Souvent même, des promesses ont été données pour booster ces activités au rang de segments économiques devant bénéficier du soutien et de l’encadrement nécessaires.

Cela permettra d’améliorer les revenus des artisans, de sécuriser leurs activités et réduire le chômage chez les jeunes qui perçoivent aujourd’hui une allocation de 15 000 dinars. 

HISSER L’ARTISANAT AU RAND D’UN SEGMENT ÉCONOMIQUE   

Pour qu’il puisse acquérir de nouveau ses lettres de noblesse de secteur économique ayant la spécificité d’exprimer aussi l’âme et la mémoire du peuple, l’artisanat est appelé à sortir de la vision folklorique dans laquelle il est enfermé.

En accompagnement du secteur du tourisme, il est censée porter haut et loin l’expression de la culture algérienne dans toute sa diversité géographique et dans toute sa gamme de domaines d’activités et de styles.
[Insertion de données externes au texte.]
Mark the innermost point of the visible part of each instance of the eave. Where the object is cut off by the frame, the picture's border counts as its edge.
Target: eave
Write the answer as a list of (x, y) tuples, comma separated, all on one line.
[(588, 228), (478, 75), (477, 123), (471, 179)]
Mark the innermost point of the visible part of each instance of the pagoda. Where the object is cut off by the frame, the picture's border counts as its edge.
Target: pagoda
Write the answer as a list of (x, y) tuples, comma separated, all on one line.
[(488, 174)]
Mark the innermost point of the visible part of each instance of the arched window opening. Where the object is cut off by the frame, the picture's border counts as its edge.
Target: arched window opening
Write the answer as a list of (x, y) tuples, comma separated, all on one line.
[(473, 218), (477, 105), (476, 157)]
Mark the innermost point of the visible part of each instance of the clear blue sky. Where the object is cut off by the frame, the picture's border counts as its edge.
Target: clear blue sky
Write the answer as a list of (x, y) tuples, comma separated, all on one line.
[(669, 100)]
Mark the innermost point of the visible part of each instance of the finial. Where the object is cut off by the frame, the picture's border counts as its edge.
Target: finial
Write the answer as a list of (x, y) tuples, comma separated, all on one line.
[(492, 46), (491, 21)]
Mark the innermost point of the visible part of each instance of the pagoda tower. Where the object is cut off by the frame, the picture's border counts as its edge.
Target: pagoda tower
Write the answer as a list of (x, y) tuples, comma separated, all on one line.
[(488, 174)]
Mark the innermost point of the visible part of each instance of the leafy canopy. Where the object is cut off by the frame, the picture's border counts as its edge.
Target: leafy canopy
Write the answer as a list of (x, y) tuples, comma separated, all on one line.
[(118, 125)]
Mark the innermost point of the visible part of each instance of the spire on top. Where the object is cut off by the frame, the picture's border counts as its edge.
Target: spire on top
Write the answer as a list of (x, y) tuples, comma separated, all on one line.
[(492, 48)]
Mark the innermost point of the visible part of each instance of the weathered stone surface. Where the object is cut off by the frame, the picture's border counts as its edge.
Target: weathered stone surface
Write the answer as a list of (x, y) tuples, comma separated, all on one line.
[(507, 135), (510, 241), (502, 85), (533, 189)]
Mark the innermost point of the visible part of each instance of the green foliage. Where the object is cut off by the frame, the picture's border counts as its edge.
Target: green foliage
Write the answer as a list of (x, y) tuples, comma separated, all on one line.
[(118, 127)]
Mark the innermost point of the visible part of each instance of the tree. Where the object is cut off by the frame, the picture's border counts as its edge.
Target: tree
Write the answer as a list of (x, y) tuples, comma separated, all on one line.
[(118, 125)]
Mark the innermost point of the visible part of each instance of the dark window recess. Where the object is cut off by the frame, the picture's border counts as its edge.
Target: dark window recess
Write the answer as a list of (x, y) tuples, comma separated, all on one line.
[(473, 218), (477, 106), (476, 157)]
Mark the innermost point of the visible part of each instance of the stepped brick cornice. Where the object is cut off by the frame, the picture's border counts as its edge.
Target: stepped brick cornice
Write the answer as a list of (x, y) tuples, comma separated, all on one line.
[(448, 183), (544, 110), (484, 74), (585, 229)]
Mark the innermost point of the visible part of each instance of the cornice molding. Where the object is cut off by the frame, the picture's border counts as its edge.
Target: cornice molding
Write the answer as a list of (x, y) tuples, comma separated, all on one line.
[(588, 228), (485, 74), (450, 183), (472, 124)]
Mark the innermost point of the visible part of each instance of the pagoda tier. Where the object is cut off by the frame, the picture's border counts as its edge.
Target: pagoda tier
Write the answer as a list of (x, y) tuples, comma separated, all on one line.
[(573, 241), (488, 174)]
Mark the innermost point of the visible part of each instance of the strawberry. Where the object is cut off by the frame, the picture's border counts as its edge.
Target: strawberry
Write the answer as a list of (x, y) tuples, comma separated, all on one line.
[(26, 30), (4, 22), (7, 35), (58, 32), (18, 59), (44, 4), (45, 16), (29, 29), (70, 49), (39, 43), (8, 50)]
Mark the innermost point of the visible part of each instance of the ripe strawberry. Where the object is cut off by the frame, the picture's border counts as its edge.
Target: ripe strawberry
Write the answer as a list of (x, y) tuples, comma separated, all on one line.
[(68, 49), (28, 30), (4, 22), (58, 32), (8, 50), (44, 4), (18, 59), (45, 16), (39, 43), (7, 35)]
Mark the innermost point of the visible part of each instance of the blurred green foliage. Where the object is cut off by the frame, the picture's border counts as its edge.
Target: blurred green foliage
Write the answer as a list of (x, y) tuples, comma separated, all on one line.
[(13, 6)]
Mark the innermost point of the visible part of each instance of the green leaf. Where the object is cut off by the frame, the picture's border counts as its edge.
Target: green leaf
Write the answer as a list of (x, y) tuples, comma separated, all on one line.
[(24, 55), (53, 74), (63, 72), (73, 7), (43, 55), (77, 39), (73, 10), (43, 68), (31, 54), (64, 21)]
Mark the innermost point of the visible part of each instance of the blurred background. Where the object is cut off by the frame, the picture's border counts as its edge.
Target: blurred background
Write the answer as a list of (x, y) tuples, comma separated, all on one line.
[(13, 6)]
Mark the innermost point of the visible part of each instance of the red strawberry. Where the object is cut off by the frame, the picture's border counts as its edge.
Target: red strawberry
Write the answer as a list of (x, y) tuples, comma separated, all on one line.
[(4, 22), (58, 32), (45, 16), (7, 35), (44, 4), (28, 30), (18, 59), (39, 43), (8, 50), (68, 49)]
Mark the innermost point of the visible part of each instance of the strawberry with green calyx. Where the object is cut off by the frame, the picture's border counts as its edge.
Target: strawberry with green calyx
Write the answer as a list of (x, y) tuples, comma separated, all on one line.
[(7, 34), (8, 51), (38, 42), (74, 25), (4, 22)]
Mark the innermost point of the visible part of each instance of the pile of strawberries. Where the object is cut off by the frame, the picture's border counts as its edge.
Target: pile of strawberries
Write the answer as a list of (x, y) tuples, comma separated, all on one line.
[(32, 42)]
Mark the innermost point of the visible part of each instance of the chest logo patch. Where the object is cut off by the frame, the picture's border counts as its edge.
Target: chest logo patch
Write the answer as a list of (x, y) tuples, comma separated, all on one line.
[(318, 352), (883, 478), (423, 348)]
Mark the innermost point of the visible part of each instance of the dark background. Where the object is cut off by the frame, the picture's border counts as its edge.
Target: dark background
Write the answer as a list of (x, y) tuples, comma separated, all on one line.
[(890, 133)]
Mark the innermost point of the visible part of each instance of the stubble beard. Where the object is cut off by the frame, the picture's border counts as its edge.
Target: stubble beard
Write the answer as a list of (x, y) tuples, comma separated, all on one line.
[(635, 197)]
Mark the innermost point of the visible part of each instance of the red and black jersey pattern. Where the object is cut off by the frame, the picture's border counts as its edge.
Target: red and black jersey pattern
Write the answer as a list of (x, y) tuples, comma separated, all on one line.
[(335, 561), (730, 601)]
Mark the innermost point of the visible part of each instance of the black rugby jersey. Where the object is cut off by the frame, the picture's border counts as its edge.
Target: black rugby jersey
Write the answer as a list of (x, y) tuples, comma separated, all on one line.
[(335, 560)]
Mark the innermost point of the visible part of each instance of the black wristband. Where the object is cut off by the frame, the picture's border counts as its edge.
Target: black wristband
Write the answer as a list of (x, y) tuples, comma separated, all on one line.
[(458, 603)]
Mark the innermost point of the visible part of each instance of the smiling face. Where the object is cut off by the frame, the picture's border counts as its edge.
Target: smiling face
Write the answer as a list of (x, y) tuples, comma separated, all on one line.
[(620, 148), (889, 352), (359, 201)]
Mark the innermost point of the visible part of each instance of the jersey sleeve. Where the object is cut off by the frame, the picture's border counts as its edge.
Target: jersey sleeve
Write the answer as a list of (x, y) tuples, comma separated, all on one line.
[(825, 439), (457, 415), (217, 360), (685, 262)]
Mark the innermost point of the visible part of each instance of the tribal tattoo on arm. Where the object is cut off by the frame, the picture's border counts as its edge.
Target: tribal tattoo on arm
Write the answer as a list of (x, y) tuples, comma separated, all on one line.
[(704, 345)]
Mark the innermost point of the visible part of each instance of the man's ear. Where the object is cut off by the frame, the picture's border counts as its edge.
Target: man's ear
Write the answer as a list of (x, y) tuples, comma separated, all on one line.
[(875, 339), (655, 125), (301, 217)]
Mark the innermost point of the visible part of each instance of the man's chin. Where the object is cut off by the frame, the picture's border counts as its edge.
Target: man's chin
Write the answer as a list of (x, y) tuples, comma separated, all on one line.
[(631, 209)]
Il y a quelques années, dans les moments « fastes » du « tout importation » , l’artisanat algérien a été concurrencé par des ersatz de pacotilles venant de la Chine et d’autres lointaines latitudes.

C’étaient des substituts de produits artisanaux- en réalité des produits purement industriels de fausse vannerie et de fausse argenterie- qui n’avaient rien à voir l’art et la dextérité des mains des artisans, femmes et hommes, de notre pays.

Ce qui se vendait sur les étalages de magasins consacrés à ces objets était à mille lieues d’exprimer la mémoire, l’histoire et la culture, y compris paradoxalement celles du pays d’importation. 

À travers le monde, les nobles métiers de l’artisanat ont évolué au rythme des nouveaux besoins de la société et de l’économie, en fonction aussi de la disponibilité des matières premières et de l’acquisition de nouveaux matériaux et, enfin, selon les nouvelles règles esthétiques et de design que les arts modernes ont pu imprimer aux anciens produits du terroir. 

Les anciens produits algériens faits maison (vannerie, dinanderie, sparterie, joaillerie, poterie,. ébénisterie,…) ont été annihilés par les nouveaux modes de consommation et les nouvelles sources faciles de revenus (salariat, fonctionnariat) au point où il est devenu difficile de trouver un produit artisanal authentique algérien et d’en faire un cadeau à des amis étrangers. 

Se situant à la confluence de la culture, de la mémoire, du tourisme et du monde de l’entreprise, le secteur de l’artisanat, avec toutes activités qui promeuvent les aspects culturels de notre pays, est porteur d’une forte valeur ajoutée économique et d’une inestimable valeur symbolique par laquelle il se positionne en tant qu’ambassadeur de l’authenticité et de la culture algériennes.

À ce titre, il est appelé à dépasser le simple intérêt qu’on lui accorde à l’occasion du « Mois du patrimoine » pour se hisser au rang d’un segment à part entière de l’économie nationale bénéficiant de tous ses attributs.